Nomination d’un Premier ministre : Les raisons du retard…
Le retard constaté dans la désignation du Premier ministre s’explique, en partie, par les manœuvres pour élargir au maximum la nouvelle majorité qui se dessine.
La clameur née de l’ampleur du recul de Benno Bokk Yaakaar, lors des élections législatives, est retombée. La coalition du Président de la République a obtenu, hier, la majorité absolue (83 sièges), après le ralliement à ses côtés de l’ancien maire de Dakar, Pape Diop, ex-deuxième personnalité de l’Etat sous le Président Abdoulaye Wade. La tradition veut que le Premier ministre présente sa démission et celle du gouvernement, après la validation des résultats d’élections législatives. C’est banal dans les usages républicains qui encadrent ainsi le passage entre deux législatures. Au-delà de l’écume de l’actualité née, du séisme électoral du 31 juillet dernier, marqué par une entrée en force de l’opposition à la place Soweto, rarement la désignation d’un chef du gouvernement n’a été aussi entourée d’impondérables, tant sur la durée, la casting que sur le format de l’équipe qu’il est appelé à diriger.

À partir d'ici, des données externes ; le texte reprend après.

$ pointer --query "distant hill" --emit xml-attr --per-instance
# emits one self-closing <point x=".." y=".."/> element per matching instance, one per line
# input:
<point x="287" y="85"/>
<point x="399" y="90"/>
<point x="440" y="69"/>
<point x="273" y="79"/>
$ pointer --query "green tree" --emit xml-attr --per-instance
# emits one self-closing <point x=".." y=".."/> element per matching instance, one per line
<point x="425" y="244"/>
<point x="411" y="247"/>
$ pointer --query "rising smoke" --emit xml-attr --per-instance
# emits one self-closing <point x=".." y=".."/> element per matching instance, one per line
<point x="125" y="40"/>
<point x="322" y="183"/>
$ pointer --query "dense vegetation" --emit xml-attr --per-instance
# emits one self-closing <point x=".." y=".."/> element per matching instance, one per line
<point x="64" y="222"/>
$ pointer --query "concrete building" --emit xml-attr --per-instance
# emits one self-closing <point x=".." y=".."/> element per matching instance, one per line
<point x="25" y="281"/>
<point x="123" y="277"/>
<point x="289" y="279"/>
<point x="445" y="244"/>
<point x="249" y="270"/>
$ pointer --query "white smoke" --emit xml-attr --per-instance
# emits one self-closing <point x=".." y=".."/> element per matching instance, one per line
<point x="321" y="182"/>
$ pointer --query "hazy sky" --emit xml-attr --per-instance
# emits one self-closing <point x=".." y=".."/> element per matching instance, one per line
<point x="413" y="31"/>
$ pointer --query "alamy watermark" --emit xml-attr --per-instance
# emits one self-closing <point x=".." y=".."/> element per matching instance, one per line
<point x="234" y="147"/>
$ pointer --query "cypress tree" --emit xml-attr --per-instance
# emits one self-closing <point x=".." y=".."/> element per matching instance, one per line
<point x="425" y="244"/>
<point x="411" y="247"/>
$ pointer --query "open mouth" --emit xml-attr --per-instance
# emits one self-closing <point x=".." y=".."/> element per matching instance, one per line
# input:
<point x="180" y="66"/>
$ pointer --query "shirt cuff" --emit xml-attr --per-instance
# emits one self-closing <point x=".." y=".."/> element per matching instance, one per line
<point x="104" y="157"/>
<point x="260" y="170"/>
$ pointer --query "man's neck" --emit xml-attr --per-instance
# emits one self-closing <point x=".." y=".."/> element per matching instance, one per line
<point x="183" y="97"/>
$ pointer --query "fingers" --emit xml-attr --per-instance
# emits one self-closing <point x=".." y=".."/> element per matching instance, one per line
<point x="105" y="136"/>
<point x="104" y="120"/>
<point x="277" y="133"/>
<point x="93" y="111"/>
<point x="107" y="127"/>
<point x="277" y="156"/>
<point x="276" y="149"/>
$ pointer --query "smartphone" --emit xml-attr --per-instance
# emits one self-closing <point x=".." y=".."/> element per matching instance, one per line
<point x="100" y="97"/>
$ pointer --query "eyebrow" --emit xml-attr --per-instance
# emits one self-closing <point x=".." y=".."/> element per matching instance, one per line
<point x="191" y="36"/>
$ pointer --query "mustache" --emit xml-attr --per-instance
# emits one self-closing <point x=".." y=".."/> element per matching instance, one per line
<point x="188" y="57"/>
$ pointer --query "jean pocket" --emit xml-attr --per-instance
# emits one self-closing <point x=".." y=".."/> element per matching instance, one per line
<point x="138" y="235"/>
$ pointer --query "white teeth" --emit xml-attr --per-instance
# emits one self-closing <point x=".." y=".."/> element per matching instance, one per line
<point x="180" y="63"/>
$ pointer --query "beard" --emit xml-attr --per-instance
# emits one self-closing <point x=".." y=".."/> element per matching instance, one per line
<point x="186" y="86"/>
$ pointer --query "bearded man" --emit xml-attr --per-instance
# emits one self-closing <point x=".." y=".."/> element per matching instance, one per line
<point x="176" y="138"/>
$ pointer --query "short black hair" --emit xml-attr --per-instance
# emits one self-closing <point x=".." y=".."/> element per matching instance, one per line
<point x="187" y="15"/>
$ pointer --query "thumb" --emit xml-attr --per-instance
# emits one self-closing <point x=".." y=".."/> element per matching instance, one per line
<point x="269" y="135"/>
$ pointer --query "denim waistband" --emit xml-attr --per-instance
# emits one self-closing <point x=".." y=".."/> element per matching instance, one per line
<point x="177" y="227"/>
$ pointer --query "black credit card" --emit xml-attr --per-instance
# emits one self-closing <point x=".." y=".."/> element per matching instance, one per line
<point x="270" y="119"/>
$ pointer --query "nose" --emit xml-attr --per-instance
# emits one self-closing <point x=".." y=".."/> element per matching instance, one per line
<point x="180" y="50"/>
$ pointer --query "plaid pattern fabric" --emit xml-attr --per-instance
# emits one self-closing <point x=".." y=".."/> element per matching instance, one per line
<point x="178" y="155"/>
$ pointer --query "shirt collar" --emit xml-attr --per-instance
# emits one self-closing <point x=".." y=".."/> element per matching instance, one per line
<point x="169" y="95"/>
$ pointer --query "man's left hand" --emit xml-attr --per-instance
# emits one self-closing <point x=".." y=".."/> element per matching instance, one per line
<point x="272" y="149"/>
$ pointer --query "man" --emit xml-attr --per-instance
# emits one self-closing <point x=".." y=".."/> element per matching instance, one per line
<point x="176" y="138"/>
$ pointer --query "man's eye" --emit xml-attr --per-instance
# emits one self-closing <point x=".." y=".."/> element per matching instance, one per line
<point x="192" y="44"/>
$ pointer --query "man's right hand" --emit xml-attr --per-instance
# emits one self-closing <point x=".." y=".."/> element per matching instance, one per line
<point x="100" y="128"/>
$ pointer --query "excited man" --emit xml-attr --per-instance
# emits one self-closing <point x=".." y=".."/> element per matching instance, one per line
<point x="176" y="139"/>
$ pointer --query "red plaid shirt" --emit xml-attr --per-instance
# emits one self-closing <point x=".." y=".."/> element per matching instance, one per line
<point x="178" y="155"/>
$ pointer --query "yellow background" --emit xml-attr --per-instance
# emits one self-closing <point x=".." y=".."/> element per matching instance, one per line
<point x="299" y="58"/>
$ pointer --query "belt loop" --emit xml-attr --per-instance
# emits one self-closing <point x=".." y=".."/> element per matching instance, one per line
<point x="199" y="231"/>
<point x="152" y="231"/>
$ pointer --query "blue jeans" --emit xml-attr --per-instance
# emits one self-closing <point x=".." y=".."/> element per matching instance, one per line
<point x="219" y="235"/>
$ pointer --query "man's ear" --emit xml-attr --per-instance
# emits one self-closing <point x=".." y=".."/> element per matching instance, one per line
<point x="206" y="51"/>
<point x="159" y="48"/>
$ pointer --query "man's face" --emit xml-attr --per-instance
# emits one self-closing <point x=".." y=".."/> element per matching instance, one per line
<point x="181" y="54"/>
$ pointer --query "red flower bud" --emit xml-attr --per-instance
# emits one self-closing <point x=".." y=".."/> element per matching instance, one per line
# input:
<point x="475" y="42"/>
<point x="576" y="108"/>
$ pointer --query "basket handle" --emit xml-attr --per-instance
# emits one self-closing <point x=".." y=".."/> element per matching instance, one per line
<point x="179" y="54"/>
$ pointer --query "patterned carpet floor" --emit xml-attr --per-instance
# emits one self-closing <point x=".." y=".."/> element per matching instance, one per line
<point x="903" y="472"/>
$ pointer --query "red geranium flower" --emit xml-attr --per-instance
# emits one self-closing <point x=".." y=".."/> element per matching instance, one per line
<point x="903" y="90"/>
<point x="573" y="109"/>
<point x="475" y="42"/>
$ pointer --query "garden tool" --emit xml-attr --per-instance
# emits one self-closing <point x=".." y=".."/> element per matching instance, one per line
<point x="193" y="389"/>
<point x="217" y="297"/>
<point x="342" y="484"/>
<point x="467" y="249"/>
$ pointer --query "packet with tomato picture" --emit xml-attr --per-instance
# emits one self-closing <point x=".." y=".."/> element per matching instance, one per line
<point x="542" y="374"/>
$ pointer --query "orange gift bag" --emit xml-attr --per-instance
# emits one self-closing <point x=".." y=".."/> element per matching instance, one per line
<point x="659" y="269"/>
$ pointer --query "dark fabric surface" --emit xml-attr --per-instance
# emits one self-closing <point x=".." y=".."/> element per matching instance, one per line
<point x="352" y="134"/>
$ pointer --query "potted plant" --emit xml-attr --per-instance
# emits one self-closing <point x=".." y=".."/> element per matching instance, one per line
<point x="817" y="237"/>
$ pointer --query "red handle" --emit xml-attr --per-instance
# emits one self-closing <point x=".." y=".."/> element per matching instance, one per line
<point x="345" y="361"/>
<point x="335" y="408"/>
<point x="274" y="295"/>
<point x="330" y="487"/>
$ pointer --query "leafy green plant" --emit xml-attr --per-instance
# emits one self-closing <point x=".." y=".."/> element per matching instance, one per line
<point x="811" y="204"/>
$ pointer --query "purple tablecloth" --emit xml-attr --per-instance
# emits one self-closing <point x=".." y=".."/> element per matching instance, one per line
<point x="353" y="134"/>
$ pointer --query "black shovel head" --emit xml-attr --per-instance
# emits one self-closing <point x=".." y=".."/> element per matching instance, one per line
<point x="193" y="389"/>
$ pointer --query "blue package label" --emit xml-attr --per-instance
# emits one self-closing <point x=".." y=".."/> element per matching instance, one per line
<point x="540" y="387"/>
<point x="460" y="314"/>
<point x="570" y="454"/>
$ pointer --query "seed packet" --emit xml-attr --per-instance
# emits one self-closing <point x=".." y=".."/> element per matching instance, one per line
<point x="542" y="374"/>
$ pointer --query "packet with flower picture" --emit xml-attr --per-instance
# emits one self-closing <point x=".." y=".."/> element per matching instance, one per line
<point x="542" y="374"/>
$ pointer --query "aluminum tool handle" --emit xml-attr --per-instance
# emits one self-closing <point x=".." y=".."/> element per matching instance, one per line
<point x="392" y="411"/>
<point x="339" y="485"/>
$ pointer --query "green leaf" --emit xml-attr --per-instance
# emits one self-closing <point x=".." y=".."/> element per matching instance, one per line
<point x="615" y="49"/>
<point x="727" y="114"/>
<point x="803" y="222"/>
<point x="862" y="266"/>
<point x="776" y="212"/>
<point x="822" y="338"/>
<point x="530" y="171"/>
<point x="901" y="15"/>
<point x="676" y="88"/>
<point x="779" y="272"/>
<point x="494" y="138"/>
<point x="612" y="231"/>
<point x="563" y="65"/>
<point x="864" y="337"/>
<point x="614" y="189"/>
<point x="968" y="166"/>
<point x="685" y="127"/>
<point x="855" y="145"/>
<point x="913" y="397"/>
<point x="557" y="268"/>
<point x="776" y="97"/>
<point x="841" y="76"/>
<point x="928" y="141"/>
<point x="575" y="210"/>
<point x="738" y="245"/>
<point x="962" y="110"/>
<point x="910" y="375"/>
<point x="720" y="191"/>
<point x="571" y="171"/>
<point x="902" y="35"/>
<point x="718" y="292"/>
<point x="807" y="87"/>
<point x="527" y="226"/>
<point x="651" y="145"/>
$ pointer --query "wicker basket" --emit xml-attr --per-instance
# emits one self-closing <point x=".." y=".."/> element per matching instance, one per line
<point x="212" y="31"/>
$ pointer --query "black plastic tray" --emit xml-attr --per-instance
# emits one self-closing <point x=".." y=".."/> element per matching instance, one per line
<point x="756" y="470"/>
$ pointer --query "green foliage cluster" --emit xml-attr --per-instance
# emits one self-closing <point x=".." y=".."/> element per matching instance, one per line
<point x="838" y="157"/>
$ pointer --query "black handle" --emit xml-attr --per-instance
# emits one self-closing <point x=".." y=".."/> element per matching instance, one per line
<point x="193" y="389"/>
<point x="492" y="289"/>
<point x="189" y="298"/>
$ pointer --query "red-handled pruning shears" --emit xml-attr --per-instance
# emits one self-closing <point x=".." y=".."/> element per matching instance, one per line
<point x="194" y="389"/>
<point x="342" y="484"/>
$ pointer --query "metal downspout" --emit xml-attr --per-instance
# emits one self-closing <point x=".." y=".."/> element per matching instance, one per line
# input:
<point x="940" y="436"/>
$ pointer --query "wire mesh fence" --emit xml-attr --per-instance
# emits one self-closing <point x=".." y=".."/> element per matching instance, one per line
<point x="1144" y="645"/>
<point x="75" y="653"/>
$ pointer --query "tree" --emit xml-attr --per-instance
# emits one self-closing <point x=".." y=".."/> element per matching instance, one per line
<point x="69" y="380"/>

Durée, car il n’y a pas de titulaire au poste, depuis 2019. Le mardi 14 mai de cette année, un communiqué du gouvernement indiquait que Monsieur le Président de la République a promulgué, à ce jour, la loi constitutionnelle portant la suppression du poste de Premier ministre. En décembre 2021, un nouveau projet de loi rétablissait la fonction. Dans un entretien avec la RFI et France 24, au cours de cette période, le Président Macky Sall disait ne pas pouvoir s’occuper du Sénégal au « quotidien ». Or, expliquait-il, il faut s’occuper du Sénégal au quotidien, il faut donc un Premier ministre pour le faire, en précisant que la nomination du futur chef de gouvernement interviendrait, après les élections locales de janvier.
Son élection par ses pairs à la tête de l’Union africaine était l’argument massue pour justifier la volte-face. En défendant le texte devant les députés, le ministre de la justice Me Malick Sall , justifiait le retour du poste du Premier ministre par les impératifs de relance de l’économie nationale et d’une meilleure coordination de la mise en œuvre des politiques publiques.
Dans tous les cas, cette révision a réintroduit la responsabilité du gouvernement devant l’Assemblée nationale et restitué le pouvoir présidentiel de dissoudre l’Assemblée nationale. Les élections locales avaient été une première échéance, mais leur proximité avec les Législatives de juillet dernier avait été un élément déterminant pour la repousser, en dépit des observations de l’enseignant-chercheur Ngouda Mboup, constitutionnaliste, qui n’a eu de cesse de répéter que les actes de certaines décisions du Président de la République pouvaient être frappées d’illégalité, car, nécessitant le contreseing du Premier ministre. Ici encore, le bon sens a commandé le report de la nomination d’un chef de gouvernement, après les Législatives. Voilà que nous y sommes !
Casting et timing approprié
Seulement, il apparait que la configuration de l’Hémicycle conditionne, désormais, le profil de la femme ou de l’homme à désigner. Un personnage consensuel ou un chef de guerre impondérable aussi sur le casting. Si Macky Sall peut choisir un fidèle parmi ses fidèles, cacique de l’Apr ou un responsable brillamment réélu dans sa circonscription, c’est selon, le message qu’il enverrait pourrait être interprété de diverses manières, dans un contexte de surchauffe due, à l’élection présidentielle de 2024, scrutin auquel sa participation reste maintenue dans un flou total jusque-là.
Choisira-t-il un technocrate non encarté politiquement pour conduire une équipe consensuelle ouverte à l’opposition et à la Société civile ou un chef de guerre paré au combat pour ferrailler avec une Assemblée nationale en partie hostile ? Mieux, fera du neuf avec l’ancien, en ramenant au gouvernement des barons de l’Apr et des cadres de l’administration qui avaient été écartés pour présomption d’ambitions présidentielles ou opèrera-t-il une cure de jouvence avec grignant un jeune cadre à la tête d’une équipe originale de nouvelles têtes émergentes à la faveur du dernier scrutin ?
Enfin, impondérable sur le format : une équipe de fidèles dirigée par un homme ou une femme de confiance, marqué (e) ou non politiquement, entourés de ministres d’Etat, avec des maroquins offerts à de nouveaux alliées recrutés au sein de l’actuelle opposition (venant surtout du Pds) , dans une sorte de gouvernement de majorité présidentielle élargie ? C’est à ce niveau que l’explication du retard constaté dans la désignation du Premier ministre pourrait être trouvé.